Solution for infusion Zyvox
Average price 9500 rub.
1 milliliter of solution for infusion contains 2 mg of linezolid. Auxiliary components - sterile liquid for injection, sodium citrate and citric acid (in anhydrous form), glucose monohydrate.
The solution for infusion has a slight yellowish tint, transparent or completely colorless. The antibiotic is packaged in disposable bags of 100, 200 and 300 ml. Sachets are sold in cardboard boxes of 1, 2, 5, 10 or 25 pieces.

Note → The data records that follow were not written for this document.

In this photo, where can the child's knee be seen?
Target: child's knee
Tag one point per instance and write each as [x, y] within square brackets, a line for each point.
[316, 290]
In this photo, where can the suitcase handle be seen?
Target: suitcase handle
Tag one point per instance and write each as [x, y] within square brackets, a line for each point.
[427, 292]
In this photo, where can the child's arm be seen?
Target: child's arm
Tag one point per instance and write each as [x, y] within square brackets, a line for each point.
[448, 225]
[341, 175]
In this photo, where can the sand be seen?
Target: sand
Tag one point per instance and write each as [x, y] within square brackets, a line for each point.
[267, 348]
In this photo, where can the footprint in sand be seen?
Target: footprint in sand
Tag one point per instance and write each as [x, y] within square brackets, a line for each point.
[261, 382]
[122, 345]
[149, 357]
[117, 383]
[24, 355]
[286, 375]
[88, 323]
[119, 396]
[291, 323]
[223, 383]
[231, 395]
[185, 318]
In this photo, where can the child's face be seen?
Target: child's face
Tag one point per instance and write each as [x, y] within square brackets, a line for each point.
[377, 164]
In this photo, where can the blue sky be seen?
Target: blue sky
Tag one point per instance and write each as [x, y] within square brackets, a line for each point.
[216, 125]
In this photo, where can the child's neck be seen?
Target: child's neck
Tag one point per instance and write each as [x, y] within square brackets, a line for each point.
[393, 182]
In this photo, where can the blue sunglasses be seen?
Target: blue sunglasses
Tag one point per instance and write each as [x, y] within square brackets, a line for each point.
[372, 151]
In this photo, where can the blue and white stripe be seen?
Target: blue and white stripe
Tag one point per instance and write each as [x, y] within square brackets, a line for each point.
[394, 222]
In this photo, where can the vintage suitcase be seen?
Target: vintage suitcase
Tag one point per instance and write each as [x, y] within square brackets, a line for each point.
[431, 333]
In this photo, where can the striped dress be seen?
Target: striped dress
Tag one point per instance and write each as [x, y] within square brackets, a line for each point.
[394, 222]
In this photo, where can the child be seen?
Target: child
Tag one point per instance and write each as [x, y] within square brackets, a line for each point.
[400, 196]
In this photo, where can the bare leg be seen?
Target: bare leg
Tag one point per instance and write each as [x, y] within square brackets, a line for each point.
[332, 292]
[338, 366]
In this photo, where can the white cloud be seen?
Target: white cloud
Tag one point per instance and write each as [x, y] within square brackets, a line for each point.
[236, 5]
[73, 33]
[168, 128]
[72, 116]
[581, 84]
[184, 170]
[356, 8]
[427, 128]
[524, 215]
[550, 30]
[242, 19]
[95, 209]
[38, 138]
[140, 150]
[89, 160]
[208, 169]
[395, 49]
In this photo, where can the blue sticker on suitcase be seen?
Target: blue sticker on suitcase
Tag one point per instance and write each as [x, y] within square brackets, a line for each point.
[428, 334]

Directions for use and doses
The solution for preparing the infusion is placed into the cubital vein through a catheter. The substance is administered slowly over 0.5-2 hours. Typically, an intravenous solution is indicated for the treatment of severe clinical conditions and is used for a short period of time. After its use, the patient switches to tablets or suspension to undergo a full course of antibiotic therapy.
Use of the drug Zyvox
It is prescribed orally 2 times a day. Recommended doses for adults and adolescents (12 years and older):
Indications | Dose and route of administration | Recommended duration of treatment, days |
| Hospital-acquired pneumonia (including with bacteremia) | Orally or IV 600 mg every 12 hours | 10–14 |
| Enterococcal infections (including vancomycin-resistant strains and forms accompanied by bacteremia) | ||
| Orally or IV 600 mg every 12 hours | 14–28 |
Recommended doses for children (up to 11 years inclusive)*:
Indications | Dose and route of administration | Recommended duration of treatment, days |
| Nosocomial pneumonia (including with bacteremia) | Orally or IV 10 mg/kg every 8 hours | 10–14 |
| Enterococcal infections (including vancomycin-resistant strains and forms accompanied by bacteremia) | ||
| Orally or IV 10 mg/kg every 8 hours | 14–28 |
*Premature neonates <7 days of age (≤34 weeks of gestation) have lower systemic clearance of linezolid and greater AUC than full-term neonates and older infants. Preterm neonates older than 7 days have linezolid clearance and AUC rates similar to those of full-term and older infants.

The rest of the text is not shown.